Climbing
OFF THE WALL 2

Climbing "Player" Profile: Justin Jaeger - VOLUME 1 - SEPTEMBER, 2006

I had first tried Fingerhut a few years ago and was smitten with it… Though it’s not tall or totally pure, the movement is perfect for a hard-ish problem: nothing insanely stopper or low-percentage, just consistent tension-rich, burly pulling.  I finally sent it on a warm day this past April.
Photo by Elliot Morris

And how does that compare to your hardest ascent?  Because it’s one thing to climb V7 if you climb V16, but it’s a completely different ballgame when V7 and V8 are actually difficult for you.
It’s really difficult for me to say ... despite spending some time on 7s, I feel like I have to try hard on every climb I do, regardless of grade.  Also, I still do not have a solid idea of what “V7” should feel like.  What I do know is that all of my hardest sends felt like I was going to blow it at any moment, but I just kept locking off and pulling and straining through it all ... hoping for some bit of luck.

For example — and for better or worse — one of the hardest lines I’ve ever done is a reverse-variation eliminate traverse link-up.

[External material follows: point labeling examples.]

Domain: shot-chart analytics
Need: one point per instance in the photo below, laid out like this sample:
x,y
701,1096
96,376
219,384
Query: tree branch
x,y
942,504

Anyway, after much research my good friend Chip Phillips had determined that either Skip Guerin or no one had linked the reverse undercling traverse into the historical eliminate known as the Low Cloud Shadow traverse at Flagstaff Mountain in Boulder.  I was taking my bar exam referesher at the law school in Boulder and decided that I would give the slimy, sharp, endless rig all sorts of hell before, during, and after my classes.  So, I did.  For 11 semi-consecutive days of racing laps up and down Flagstaff during lunch and after class, battling pump and grease in the 95-degree heat, only to return with bloody digits and a grin after figuring out some obscure bit of Beta to save power for the send.  Finally, on the twelfth day, I was racing a thunderstorm and was able to stick the final move between drops of rain.  It felt amazing. 

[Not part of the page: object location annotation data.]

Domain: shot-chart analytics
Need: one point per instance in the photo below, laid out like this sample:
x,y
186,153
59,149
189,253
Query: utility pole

Describe your typical day of climbing.
I’m not really sure there’s a typical day. Before I had found some folks keen on sessioning with me after work, I would typically speed home at about 6 p.m., get to Castlewood with one of my dogs by 6:30, jog to my day’s project with three to four crashpads all lashed together, and go straight at it until dark or until it started raining too much to keep going. Now the sessions are a bit more mellow, but more fun because I get to play tour guide and Betaman while watching some friends crush.

Photo by Elliot Morris

When I was working at REI in Boulder before finishing law school, I used to have scabs and color-scars on my shoulders from always being late for work, needing to jog w/ a couple pads down from the flatirons and such. I remember all the dogs used to bark at me as I jogged out of the woods because of my huge pad and the insane slapping of my flip-flops. More than once I would try to dance around some folks while in full stride and totally eat it cause my flip-flops would skate on the loose gravel... the people would just shake their heads thinking I was a fool/berzerker — but it was Boulder, so I was still shooting par, I think.

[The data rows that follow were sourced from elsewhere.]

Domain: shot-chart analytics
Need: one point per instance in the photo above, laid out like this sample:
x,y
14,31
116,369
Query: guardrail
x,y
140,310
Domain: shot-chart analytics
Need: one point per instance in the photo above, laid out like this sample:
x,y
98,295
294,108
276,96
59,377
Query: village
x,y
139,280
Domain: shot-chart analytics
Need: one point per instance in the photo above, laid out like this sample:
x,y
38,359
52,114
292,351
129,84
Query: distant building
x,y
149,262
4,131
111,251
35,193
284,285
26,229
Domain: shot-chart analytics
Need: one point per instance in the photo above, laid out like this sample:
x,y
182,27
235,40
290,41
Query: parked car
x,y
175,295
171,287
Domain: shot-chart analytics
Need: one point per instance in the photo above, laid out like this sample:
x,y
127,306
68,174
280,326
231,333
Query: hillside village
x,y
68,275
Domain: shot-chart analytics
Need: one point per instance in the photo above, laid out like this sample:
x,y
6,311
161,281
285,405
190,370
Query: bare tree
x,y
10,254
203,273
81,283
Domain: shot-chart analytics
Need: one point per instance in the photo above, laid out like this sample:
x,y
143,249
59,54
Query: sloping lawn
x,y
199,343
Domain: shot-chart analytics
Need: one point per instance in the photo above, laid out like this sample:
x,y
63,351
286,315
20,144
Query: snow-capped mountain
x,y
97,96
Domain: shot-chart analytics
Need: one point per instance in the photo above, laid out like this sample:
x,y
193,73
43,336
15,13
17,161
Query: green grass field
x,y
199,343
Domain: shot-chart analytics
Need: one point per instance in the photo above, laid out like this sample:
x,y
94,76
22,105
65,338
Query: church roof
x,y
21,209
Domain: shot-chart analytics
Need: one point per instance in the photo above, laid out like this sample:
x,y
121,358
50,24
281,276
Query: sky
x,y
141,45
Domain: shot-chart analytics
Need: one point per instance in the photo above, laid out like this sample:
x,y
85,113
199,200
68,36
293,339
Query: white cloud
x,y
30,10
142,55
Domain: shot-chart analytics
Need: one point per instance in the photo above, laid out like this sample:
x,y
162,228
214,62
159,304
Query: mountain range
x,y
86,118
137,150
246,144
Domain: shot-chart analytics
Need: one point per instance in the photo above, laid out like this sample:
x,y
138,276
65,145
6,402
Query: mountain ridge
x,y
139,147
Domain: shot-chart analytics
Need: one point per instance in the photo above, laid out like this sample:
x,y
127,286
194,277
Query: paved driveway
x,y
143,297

As far as road trips, I’ve never been on one longer than four days, so I always feel like I need to keep the same schedule: wake up as early as we can and blitz the area till dark.  Our last trip was in mid-August to Crested Butte, Colorado.  It was my friend Chip’s bachelor session so he Marcelo, and Mike Hickey stayed up talking shop and drinking drinks for a while after we arrived on Friday night.  I was all serious about getting some sleep for an early departure to the boulders, but all the tent-side chatter kept me up and I started to get really bitchy.  Finally, the drunkards decided that I should be up.  Period.  So we all agreed to do the most logical compromise—start our session there and then.  Even though it took us about two hours to drive four miles and walk two, we were still climbing before 5 a.m. by headlamp after not sleeping.  I think we had done all the problems on the Hone Stone before dawn, save for the sit starts.  Regardless, we were out climbing until about 7 p.m. that day. And my first trip to Joe’s valley: driving solo by 3 a.m. Saturday morning, climbing by 10 a.m. and driving back to Denver at 3am on Monday morning for work at 11am. And our first trip to Hueco: driving through the night in tight quarters, climbing by 8 a.m. and giving it hell for two and a half days before racing back.